Dominik Votzi hatte schon immer Eisenbahn im Blut. Jetzt ist der 22-jährige Wiener einer der jüngsten Triebfahrzeugführer bei der Wiener Lokalbahnen Cargo.

„Mein Großvater und mein Papa waren auch schon bei der Eisenbahn“, erzählt Dominik Votzi lächelnd, quasi also Laufbahn vorgezeichnet. Nach dem Entschluss, Lokführer zu werden, kam die Bewerbung bei der Wiener Lokalbahnen Cargo (WLC). Nach Erstgespräch, Gesundheitsuntersuchung und psychologischer Untersuchung hatte er es geschafft: Die Ausbildung zum „Triebfahrzeugführer“, wie es richtig heißt, begann.
„Die Ausbildung bei der Firma Logserv in Linz hat neun Monate gedauert“, erzählt Votzi. „Da hat man alle Vorschriften und die betrieblichen Abläufe zu lernen.“ Zwischendurch wird die sogenannte „Beimannzeit“ absolviert, da fährt man mit einem Triebfahrzeugführer auf der Strecke mit. Nach einer abschließenden Prüfung darf man sich Triebfahrzeugführer nennen. Endlich alleine fahren
Dann folgen – ähnlich wie bei Flugzeugpiloten – Typenprüfungen, um die Bedienung der verschiedenen Loks zu lernen. Und wenn das alles geschafft ist, geht es noch um die Streckenkenntnis, dazu gehören auch die Ortskenntnisse in den Bahnhöfen. „Wenn man jede Strecke drei Mal je Richtung gefahren ist, darf man dann endlich allein einen Zug führen“, erzählt Votzi. Wie schaut denn nun der Alltag eines Lokführers aus?

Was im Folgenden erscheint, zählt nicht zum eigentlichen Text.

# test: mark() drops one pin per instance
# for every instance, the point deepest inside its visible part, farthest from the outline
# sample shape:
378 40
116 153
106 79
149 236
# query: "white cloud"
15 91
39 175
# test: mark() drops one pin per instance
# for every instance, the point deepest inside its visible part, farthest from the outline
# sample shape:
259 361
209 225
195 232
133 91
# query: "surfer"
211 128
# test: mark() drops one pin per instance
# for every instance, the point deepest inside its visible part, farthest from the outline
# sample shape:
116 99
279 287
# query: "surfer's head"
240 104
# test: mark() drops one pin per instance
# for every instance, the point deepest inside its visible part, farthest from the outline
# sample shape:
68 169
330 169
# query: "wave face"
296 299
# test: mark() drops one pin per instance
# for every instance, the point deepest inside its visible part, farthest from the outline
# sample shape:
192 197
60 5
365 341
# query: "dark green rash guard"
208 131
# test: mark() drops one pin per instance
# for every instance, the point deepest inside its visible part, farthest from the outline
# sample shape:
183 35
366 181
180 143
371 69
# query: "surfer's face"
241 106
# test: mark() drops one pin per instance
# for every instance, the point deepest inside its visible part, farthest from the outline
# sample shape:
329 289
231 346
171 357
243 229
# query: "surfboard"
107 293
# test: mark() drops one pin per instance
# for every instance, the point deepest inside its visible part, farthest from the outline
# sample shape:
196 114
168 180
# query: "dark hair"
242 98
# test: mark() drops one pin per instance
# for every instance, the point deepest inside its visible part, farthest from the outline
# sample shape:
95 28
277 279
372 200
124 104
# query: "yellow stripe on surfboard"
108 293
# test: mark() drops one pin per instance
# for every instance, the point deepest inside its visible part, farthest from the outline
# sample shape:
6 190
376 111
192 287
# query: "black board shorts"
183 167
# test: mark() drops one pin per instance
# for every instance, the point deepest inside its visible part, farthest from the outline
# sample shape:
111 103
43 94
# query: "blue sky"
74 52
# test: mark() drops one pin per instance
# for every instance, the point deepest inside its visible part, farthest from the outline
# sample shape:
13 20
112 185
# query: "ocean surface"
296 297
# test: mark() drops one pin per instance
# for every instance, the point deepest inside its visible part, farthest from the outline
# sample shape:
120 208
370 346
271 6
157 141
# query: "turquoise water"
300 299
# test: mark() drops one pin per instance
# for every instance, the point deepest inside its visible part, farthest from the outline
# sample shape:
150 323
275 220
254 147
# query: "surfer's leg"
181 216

„Mein Tag beginnt mit der Vorbereitung auf der Lok, da schau ich mir an, ob die Technik in Ordnung ist, mache eine Sichtprüfung der Lok außen“, erklärt Votzi. Dann wird „aufgerüstet“, es folgen diverse Sicherheitstests mit der Lok. Je nach Dienstplan fährt man dann von der Abstellung (die WLC-Loks stehen in Erdberg) „meistens mit der Lok alleine auf den Zug drauf“, so heißt das in der Eisenbahnersprache.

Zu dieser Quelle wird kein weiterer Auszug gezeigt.